De hecho, para los incircuncisos, ellos los llamaban de esta manera: perros malditos. Sabemos que para ellos los perros eran animales inmundos, o sea, lo que ellos estaban diciendo es que los incircuncisos eran inmundos; eso es lo que eran: malditos. Ellos eran seres especiales, los demás no. A esta clase de judíos es a la que Moisés exhorta con este pensamiento tan superficial y simplista del rito. Moisés les dice en Deuteronomio 10:12: “Ahora, pues, Israel, ¿qué pide Jehová tu Dios de ti, sino que temas a Jehová tu Dios, que andes en todos sus caminos y que lo ames y sirvas a Jehová tu Dios con todo tu corazón y con toda tu alma, que guardes los mandamientos de Jehová y sus estatutos que yo te prescribo hoy para que tengas posteridad?”. Y más adelante, fíjense lo que dice el verso 16 de este capítulo: “Circuncidad, pues, el prepucio de vuestro corazón, y no endurezcáis vuestra servicio.” No se trata solo de rituales externos. Lo que Dios demanda no es solo que te marques la piel con un bisturí; no es solamente una marca externa. Dios demanda un corazón que lo ame, y en virtud de ese amor, que lo honre guardando sus mandamientos o los estatutos de aquel pacto. No es solamente eso externo; es algo mucho más profundo. Ellos estaban llenos de rituales, llenos de prácticas. Toda esa pomposidad religiosa les hacía tener una falsa confianza. Esto parecía así, pero no era en realidad la verdadera religión. Ellos tenían prácticas, se conducían de una manera determinada, se vestían de cierta manera, hacían ciertos ritos y sacrificios. Parecían la religión correcta, pero lo cierto es que su corazón estaba muy lejos de Dios. Ellos no entendieron absolutamente nada.

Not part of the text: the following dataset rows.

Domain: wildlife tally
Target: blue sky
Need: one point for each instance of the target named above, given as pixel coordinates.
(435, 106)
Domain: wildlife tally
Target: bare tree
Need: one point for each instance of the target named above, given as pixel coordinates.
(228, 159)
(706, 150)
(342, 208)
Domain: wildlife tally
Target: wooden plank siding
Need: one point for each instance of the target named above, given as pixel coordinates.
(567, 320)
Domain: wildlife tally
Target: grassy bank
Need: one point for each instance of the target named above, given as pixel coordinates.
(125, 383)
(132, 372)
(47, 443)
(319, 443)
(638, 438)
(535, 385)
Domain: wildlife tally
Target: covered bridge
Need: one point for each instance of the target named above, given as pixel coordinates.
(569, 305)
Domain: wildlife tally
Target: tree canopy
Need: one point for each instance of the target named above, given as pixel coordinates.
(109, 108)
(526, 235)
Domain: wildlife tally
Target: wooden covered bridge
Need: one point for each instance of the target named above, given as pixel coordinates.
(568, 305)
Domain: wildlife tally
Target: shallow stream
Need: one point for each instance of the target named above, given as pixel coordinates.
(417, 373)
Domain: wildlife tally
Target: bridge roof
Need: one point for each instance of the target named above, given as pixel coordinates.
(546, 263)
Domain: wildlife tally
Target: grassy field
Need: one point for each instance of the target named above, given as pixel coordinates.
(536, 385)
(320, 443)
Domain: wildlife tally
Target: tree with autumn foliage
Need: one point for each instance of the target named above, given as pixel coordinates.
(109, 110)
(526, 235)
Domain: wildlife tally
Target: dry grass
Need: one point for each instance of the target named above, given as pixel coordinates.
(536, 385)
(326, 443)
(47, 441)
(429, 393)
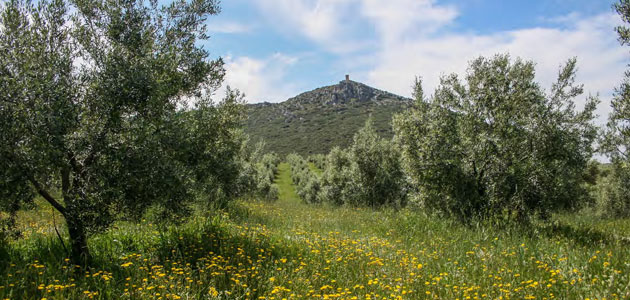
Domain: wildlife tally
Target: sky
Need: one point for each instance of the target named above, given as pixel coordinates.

Y si tú estás aquí, amigo y hermano, pensando qué terrible esto de los judíos, este es el momento en que nosotros debemos preguntarnos, mis hermanos, ¿en qué estamos basando nuestra religión, nuestro cristianismo? ¿En qué estás basando tú tu religión? ¿Crees tú que los rituales, el hecho de venir hoy y participar en la Cena del Señor, el hecho de haber sido bautizado en las aguas del bautismo, el hecho de haber venido esta mañana al ayuno, el hecho de participar en algún servicio, crees tú que todas esas prácticas o rituales te hacen acepto para con Dios? ¿Crees que Dios te acepta porque tú participas de la Cena y porque te bautizaste? ¿Crees tú que todas esas cosas te hacen un ser especial, distinto a los hermanos que no pudieron participar o a los otros que no pudieron venir al ayuno? ¿No te das cuenta de que si tú pudiste hacer eso, si puedes participar de eso o si puedes servirle, no es porque tú, aisladamente, lo conseguiste, sino porque Dios, de pura gracia, te lo concedió? ¿No estás pudiendo ver que los ritos, nuestra obra y absolutamente todo es por gracia del Señor? Nosotros no actuamos independientemente del Dios que es soberano y que controla hasta lo más minúsculo en su universo. ¿En qué estamos basando nuestra religión? ¿No serán, mis hermanos, que nosotros también ya estamos siendo arrastrados por ese ser legalista que vive en nuestros miembros, en nuestra naturaleza caída, creyendo que somos aceptos porque tomamos la Cena, creyendo que somos aceptos porque hemos sido bautizados, creyendo que somos aceptos porque no faltamos a ninguna reunión? Piénsalo. Pensemos en esta mañana en qué estamos basando nuestra religión. ¿O creemos que realmente somos aceptados por Dios porque Cristo, en la cruz del Calvario, durante toda su vida, con su muerte y su resurrección, y hasta el día de hoy intercediendo por nosotros, Él nos hace aceptos delante de Dios, y no por lo que nosotros hacemos?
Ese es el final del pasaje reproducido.